Warren, 53 anos, que escreveu o best seller espiritual “Uma Vida Com Propósitos” e é freqüentemente identificado como um dos líderes que poderiam assumir o manto do pastor Billy Graham, dedicou grande parte dos últimos anos mobilizando os evangélicos para a erradicação da Aids na África. Mesmo assim, ele permanece teológica e socialmente bastante conservador. Ele compensa o lado mais duro de suas crenças com um estilo californiano descontraído (seu traje habitual de domingo é uma camisa havaiana).
Apesar de não falar no púlpito sobre política, ele enviou uma carta antes das eleições presidenciais de 2004 para os pastores de uma vasta rede que busca seus conselhos, pedindo para que considerassem seriamente questões “inegociáveis” como aborto, pesquisa de células-tronco embrionárias e casamento de mesmo sexo pelo ponto de vista bíblico.

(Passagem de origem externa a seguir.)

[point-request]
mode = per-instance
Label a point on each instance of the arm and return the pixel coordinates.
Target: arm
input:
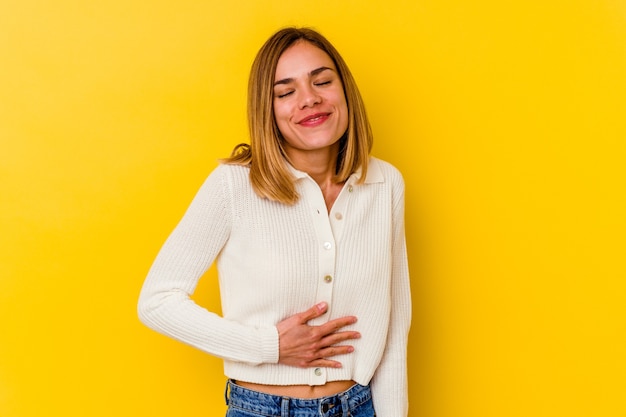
(165, 304)
(389, 384)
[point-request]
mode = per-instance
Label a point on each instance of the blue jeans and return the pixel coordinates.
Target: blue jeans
(242, 402)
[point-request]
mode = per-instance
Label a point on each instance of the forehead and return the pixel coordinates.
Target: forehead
(300, 59)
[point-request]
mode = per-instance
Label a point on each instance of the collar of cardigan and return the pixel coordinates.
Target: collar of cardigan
(374, 173)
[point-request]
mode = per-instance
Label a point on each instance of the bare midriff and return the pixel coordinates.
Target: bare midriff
(300, 391)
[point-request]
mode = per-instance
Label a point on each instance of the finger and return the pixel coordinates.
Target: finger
(335, 338)
(313, 312)
(334, 351)
(334, 325)
(323, 363)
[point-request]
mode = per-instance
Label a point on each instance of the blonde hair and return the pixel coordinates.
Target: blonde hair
(269, 175)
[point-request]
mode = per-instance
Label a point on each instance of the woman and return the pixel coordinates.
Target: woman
(308, 233)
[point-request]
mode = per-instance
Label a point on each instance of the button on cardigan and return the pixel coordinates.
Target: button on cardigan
(276, 260)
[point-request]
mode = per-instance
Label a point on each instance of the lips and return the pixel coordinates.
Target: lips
(314, 119)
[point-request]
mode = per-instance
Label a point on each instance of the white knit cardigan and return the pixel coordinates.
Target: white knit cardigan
(276, 260)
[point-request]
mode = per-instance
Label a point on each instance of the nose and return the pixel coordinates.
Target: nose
(309, 97)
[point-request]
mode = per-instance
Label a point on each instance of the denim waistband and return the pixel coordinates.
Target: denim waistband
(276, 405)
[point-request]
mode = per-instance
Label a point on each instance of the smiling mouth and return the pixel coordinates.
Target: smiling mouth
(314, 119)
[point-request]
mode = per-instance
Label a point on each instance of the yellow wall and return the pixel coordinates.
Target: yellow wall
(507, 119)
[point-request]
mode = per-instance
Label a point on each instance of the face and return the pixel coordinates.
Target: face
(309, 103)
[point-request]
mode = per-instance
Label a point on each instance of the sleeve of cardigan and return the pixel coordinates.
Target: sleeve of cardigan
(389, 384)
(165, 304)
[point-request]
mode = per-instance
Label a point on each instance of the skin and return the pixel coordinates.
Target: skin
(312, 115)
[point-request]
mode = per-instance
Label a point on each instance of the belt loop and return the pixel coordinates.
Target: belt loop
(284, 407)
(345, 408)
(226, 391)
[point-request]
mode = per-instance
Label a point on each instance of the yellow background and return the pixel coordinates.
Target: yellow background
(508, 120)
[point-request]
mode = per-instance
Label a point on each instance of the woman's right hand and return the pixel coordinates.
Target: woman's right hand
(305, 346)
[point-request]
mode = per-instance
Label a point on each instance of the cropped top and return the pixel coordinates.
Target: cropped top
(276, 260)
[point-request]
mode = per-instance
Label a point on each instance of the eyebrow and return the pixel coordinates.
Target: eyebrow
(311, 74)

Warren, juntamente com Hybels, 55 anos, e várias dezenas de outros líderes evangélicos, assinaram no ano passado um pedido de ação contra a mudança climática. A iniciativa uniu líderes cristãos populares mais conservadores com proeminentes evangélicos liberais, como o reverendo Jim Wallis, da Sojourners, e o reverendo Ronald J. Sider, da Evangélicos pela Ação Social, que há muito defendem tais causas. Notadamente ausente da lista de signatários estavam vários velhos leões da direita cristã, alguns dos quais abertamente críticos do esforço: Falwell; Robertson, 77 anos, o radiodifusor religioso; e Dobson, 71 anos, fundador da Foco na Família.
Outro porta-estandarte evangélico que não assinou a declaração foi Charles W. Colson, 75 anos, fundador da Associação de Ministérios de Presídios, que disse em uma entrevista que havia muitos grupos ambientais por trás da declaração que eram hostis às causas evangélicas. Todavia, ele disse que aprecia a direção na qual os líderes evangélicos mais jovens estão conduzindo o movimento.
“O que está acontecendo hoje é que o movimento evangélico está crescendo”, ele disse. “A consciência política evangélica atualmente é muito mais sofisticada do que no início dos anos 80.”